The first unofficial US-India Strategic Dialogue organised by The Brookings Institution and the Federation of Indian Chambers of Commerce in Washington, DC threw up some interesting facets on bilateral ties, finds out Aziz Haniffa. The fourth in a five-part series.
Read Part 1: India-US: After the euphoria, skepticism
Read Part II: 'China is sexy as far as America goes. India is, well, interesting'
Read Part III: 'Indian economy is part of the world's engine'
Jonah Blank, former journalist and now policy director for South Asia on the powerful Senate Foreign Relations Committee, believes the Bush administration should have expended its political capital on strongly supporting India's bid for a permanent seat in the United Nations Security Council and being a catalyst in India securing this long-desired position in the world body, instead of the US-India civilian nuclear deal.

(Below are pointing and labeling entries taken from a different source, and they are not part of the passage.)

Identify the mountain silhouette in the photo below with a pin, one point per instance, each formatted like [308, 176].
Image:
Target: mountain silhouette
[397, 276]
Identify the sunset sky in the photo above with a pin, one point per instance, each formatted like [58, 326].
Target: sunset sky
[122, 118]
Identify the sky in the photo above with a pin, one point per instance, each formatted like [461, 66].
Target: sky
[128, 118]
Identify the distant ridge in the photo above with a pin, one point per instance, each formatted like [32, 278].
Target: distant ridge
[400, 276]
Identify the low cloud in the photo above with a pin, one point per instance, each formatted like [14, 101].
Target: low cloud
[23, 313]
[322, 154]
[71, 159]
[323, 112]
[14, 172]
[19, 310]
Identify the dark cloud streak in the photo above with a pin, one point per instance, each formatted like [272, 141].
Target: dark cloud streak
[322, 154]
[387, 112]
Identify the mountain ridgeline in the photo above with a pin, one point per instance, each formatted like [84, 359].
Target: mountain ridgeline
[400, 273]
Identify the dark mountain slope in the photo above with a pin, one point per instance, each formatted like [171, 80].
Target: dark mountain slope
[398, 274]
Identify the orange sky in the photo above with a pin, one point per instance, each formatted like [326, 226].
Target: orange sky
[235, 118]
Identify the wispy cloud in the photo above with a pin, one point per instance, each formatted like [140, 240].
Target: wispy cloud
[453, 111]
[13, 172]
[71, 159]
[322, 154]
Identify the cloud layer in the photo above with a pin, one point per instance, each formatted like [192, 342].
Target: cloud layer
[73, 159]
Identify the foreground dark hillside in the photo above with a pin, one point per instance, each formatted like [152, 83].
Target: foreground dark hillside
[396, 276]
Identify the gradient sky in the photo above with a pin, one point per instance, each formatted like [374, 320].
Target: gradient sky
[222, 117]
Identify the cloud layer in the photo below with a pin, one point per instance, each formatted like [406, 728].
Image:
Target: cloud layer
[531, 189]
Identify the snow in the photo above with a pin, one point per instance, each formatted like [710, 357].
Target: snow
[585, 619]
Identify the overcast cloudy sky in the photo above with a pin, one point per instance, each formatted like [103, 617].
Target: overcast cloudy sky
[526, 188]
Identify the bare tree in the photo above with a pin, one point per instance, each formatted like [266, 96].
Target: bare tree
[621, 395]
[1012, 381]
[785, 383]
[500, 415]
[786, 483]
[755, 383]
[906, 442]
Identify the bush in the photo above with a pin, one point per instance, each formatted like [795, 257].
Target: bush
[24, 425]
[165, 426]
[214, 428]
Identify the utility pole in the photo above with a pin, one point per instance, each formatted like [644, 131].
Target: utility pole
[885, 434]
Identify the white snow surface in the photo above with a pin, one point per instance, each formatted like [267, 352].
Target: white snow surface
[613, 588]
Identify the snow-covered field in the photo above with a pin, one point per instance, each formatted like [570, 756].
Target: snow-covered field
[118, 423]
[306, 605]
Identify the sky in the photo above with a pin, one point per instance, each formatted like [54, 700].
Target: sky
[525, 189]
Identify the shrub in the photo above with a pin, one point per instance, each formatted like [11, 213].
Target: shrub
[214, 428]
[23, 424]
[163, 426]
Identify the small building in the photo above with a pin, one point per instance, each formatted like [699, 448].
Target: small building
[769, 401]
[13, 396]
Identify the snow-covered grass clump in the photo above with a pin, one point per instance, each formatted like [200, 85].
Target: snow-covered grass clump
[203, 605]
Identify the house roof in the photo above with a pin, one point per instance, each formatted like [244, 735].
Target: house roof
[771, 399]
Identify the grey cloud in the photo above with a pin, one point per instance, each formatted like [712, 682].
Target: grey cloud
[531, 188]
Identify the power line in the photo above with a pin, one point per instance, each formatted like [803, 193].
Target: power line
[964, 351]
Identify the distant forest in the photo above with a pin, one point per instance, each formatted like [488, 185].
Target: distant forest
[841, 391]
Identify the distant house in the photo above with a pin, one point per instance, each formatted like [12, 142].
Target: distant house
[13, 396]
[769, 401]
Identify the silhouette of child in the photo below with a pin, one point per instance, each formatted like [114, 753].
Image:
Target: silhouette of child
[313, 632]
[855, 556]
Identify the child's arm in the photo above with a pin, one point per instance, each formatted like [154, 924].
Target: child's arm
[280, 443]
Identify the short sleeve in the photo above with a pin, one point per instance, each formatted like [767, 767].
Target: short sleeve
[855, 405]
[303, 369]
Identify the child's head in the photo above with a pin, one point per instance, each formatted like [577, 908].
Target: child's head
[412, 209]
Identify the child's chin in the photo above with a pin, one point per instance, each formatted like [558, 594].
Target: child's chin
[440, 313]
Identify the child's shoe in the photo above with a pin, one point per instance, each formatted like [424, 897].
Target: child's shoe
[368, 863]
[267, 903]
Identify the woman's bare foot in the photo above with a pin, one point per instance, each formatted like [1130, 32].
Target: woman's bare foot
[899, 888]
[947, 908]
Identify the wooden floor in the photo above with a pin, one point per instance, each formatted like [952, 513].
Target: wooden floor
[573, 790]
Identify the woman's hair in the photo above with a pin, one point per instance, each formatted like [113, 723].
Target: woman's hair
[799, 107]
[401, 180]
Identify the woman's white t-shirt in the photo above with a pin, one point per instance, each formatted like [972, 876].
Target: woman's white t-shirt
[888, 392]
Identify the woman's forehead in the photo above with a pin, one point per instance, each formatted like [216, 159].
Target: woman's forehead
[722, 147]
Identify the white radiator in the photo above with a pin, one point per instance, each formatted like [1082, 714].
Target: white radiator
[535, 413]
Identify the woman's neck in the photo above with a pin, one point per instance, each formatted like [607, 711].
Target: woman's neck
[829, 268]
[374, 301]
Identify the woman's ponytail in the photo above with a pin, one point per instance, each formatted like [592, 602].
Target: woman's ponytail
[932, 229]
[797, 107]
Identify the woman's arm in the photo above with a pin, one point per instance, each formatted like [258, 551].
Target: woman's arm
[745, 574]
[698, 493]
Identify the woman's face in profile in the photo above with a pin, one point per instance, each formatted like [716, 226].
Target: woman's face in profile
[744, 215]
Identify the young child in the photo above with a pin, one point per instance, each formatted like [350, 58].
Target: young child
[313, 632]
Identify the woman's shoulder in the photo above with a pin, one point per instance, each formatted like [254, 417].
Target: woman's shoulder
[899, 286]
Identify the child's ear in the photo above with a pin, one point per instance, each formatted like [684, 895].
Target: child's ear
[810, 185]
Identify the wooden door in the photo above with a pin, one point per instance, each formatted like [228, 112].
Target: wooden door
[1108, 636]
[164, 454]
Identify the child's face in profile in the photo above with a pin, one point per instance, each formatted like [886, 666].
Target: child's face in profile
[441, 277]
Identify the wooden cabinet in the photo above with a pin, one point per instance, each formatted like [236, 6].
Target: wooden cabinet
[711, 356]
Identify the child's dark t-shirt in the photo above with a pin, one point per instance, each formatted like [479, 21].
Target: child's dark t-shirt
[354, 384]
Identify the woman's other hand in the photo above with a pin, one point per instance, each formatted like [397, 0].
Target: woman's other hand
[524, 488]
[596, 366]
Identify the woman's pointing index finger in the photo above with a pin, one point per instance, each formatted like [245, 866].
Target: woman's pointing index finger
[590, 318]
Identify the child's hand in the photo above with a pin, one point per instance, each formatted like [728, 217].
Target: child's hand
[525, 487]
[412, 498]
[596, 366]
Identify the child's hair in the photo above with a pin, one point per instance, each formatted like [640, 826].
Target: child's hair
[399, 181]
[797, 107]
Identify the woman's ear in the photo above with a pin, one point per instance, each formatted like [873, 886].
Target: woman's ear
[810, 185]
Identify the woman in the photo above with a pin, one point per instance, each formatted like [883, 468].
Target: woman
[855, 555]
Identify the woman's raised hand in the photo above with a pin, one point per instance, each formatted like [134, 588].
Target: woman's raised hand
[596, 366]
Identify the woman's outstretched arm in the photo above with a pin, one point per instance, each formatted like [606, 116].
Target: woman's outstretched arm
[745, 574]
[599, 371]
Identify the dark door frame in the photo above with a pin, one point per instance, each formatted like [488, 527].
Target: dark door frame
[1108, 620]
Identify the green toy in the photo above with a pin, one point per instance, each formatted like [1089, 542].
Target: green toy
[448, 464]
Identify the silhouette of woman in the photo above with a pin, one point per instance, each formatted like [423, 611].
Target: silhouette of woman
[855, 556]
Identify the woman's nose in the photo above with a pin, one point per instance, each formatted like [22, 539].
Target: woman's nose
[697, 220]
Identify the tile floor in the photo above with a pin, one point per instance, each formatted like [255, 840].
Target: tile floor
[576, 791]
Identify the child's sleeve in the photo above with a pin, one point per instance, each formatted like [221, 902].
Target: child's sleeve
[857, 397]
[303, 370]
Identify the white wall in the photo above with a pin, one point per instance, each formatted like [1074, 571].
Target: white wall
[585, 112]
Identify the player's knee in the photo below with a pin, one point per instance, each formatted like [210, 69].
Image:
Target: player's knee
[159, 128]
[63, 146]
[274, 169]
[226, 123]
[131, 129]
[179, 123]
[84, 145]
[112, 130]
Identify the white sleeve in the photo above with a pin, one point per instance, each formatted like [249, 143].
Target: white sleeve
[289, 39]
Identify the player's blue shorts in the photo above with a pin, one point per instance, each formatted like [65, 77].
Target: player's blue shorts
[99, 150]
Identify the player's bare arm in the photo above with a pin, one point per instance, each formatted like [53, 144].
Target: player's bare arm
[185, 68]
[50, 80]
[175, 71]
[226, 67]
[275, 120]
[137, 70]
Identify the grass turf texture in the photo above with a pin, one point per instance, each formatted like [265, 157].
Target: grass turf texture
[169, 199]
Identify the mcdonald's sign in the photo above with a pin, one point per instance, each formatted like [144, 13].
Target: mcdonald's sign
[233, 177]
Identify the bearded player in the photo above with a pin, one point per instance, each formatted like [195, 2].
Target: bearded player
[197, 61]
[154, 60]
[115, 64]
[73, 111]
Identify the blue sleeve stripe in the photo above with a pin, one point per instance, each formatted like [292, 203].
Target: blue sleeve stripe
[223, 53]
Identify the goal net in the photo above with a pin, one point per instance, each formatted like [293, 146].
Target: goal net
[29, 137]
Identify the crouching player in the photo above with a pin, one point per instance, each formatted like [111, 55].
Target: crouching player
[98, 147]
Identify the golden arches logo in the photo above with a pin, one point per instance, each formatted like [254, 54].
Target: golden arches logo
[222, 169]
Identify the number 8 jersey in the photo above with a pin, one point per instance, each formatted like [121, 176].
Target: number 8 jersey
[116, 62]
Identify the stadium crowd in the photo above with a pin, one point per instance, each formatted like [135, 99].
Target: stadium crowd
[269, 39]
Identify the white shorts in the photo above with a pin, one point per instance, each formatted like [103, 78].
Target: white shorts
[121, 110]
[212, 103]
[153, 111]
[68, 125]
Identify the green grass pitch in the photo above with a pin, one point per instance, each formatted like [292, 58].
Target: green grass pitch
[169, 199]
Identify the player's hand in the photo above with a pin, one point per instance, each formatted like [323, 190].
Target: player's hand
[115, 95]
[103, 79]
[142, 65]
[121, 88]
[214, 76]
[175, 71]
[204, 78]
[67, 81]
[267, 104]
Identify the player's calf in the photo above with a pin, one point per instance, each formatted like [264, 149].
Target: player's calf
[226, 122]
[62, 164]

Blank, who is also an academic, author and anthropologist, said this was the hat he was wearing to the first unofficial US-India Strategic Dialogue, "rather than my government official hat, in order not only to enable me to speak more forthrightly, but also in order to make sure that I don't inadvertently portray my views as representing anyone's views but my own."
First off, he added, all this talk of framing United States-India relations as 3.0 as Secretary of State Hillary Clinton had done was misleading.
"Someday we will be (there), but I don't think we are now," he said, and argued, "A more accurate framing would be to say that India-US 1.0 lasted from 1947 until the dissolution of the Soviet Union, and India 2.0 began after the dissolution of the Soviet Union, and that we're still in it right now."
Blank agreed with Karl F Inderfurth, former assistant secretary of state for South Asian Affairs in the Clinton administration, that "the centerpiece of India 2.0 was the US-India civil nuclear deal, but I would contend it didn't have to be that's just the way it happened to play out."
There were any number of other issues, he added, "that could have solidified this relationship and moved it forward some of which, quite frankly, may have done a better job of advancing the agenda."
Blank said the most important one was the United Nations Security Council, and bemoaned that "the Bush administration decided specifically not to champion India's membership in the UN Security Council with a permanent seat that was an active decision that was made."
If that decision had not been made, he continued, "If the decision had been made to use the political capital to give India a seat on the Security Council, I would contend that that itself would have done at least as much good for the relationship arguably more and may well have helped bring India more into the worldview of seeing international institutions as an avenue for Indian policy, rather than a threat to India sovereignty."
He was quick to acknowledge that "this in not to say that this civil nuclear deal was not important. It was But I would argue it didn't have to be the avenue to solidify India-US 2.0."
He disagreed with the likes of Marshall Bouton and Frank Wisner, who had said on other panels that India would be indispensable to favorable outcomes as far as the US was concerned on the Afghanistan-Pakistan fronts.
"While we have a huge overlap of interests," Blank said, "there's a very limited amount that the US can do to bring about outcomes that we'd like from Pakistan or from Afghanistan. There's a limited amount that India can do on either of those fronts, either. India wants the US to bring about a change in Pakistan's behavior; Pakistan wants the US to bring about a change in India's actions. (But) all of those things are not only unrealistic, but quite rightly unrealistic."
When he was challenged that the nuclear deal was not such a heavy lift for the Bush administration as would have been pushing for a permanent United Nations Security Council seat for India, he countered: "I would say that actually, the civil nuclear deal was a very heavy lift."
The point he was making, he said, was that "it took a lot of the administration's time and political capital It seems on the face of it, at least to be no heavier a lift that if you're going to reform the Security Council, it's very hard to come up with a rationale that would not include India's membership."